La regista olandese Haalina Reijn, classe 1975, dopo Instinct (2019) e Bodies Bodies Bodies (2022) filma un thriller erotico Babygirl per A24  genere praticamente sparito dal cinema dalla fine degli anni ’90. Ribaltando il genere, si tratta di raccontare le scappatelle di una donna di potere e non quelle di un uomo, cerca il successo dei tempi che furono, spaziando da Nove settimane e mezzo a Basic Instinct e prendendo da quei film l’idea di una protagonista carismatica. Nicole Kidman dimostra di non aver paura di mostrare il proprio corpo, con un richiamo alla famosa inquadratura dell’interrogatorio di Sharon Stone nella pellicola di Verhoeven, alla pari di quanto già quest’anno aveva fatto Demi Moore per The Substance. La sua performance che le è valsa la coppa volpi come migliore interprete femminile al Festival di Venezia 2024, è il vero valore aggiunto di Babygirl, che per il resto si perde in un “voler ma non posso”.

Babygirl ha il principale difetto di essere poco trasgressivo non tanto sul piano del mostrare, quanto sul raccontare quelle che dovrebbero essere delle perversioni che si rivelano, alla fine dei conti troppo soft per parlare di film erotico.

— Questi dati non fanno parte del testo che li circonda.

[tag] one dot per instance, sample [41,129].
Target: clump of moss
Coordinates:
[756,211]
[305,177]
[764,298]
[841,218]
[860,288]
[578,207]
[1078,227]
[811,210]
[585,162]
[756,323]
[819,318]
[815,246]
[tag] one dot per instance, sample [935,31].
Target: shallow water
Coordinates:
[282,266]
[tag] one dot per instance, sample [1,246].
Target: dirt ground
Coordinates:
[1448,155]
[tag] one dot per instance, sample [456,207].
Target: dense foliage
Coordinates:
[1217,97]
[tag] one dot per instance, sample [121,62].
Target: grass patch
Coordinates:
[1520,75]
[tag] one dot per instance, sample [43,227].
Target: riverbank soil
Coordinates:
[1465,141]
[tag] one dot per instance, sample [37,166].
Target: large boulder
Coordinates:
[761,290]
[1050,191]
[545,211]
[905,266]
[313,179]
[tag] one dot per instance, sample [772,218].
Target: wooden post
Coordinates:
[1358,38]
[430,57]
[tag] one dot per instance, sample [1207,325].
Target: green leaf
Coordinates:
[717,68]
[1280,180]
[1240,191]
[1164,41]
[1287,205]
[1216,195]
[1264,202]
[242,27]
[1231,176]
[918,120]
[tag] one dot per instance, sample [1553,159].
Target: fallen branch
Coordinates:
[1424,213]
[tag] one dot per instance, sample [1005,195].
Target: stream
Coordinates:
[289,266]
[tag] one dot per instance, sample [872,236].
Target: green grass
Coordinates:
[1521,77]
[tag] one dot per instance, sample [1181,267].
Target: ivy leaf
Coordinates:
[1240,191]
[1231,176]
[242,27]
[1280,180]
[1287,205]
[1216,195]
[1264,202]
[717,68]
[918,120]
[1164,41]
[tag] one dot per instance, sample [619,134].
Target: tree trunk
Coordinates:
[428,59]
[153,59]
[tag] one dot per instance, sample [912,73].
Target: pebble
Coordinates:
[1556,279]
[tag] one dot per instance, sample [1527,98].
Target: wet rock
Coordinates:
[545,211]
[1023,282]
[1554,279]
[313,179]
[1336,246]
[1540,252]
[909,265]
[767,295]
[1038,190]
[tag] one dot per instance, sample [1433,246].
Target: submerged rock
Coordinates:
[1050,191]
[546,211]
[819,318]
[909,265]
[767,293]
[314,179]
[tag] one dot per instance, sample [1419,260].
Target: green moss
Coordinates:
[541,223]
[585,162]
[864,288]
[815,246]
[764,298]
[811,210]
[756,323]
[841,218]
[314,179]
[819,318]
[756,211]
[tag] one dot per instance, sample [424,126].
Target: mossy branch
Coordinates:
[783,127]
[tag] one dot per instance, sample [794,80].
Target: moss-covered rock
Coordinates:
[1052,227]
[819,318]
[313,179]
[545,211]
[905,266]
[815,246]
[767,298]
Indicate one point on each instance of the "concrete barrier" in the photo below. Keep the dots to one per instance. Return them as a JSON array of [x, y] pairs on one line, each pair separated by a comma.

C’è poi una dose così minima di tensione che rende la pellicola impossibile dall’essere considerata un thriller, dove il rapporto tra Romy e Samul finisce per sembrare più quello di sedute di psicoanalisi che incontri di sesso selvaggio. Per questa ragione manca il senso del pericolo in cui in teoria si troverebbe la protagonista, che finisce semplicemente per essere accontentata nelle sue fantasie dal ragazzo, più che venire mai messa in pericolo, sia nei suoi rapporti famigliari che al lavoro. Il finale conciliante poi rende chiaro che l’intento della Haalina Reijn sta più nel capire se il cinema pseudo erotico al femminile possa avere oggi un mercato che indagare su come la psiche reagisca nei rapporti di forza legati al lavoro, specie quando è una donna a gestire il potere. Peccato, perché qualche guizzo di coraggio c’è, non tanto nelle inquadrature del corpo nudo e perfetto della Kidman, o di vederla bere il latte da una scodella a terra, quanto nel mostrare le punture di botulino a cui si sottopone, nella fiction come nella realtà, pur di restare giovane.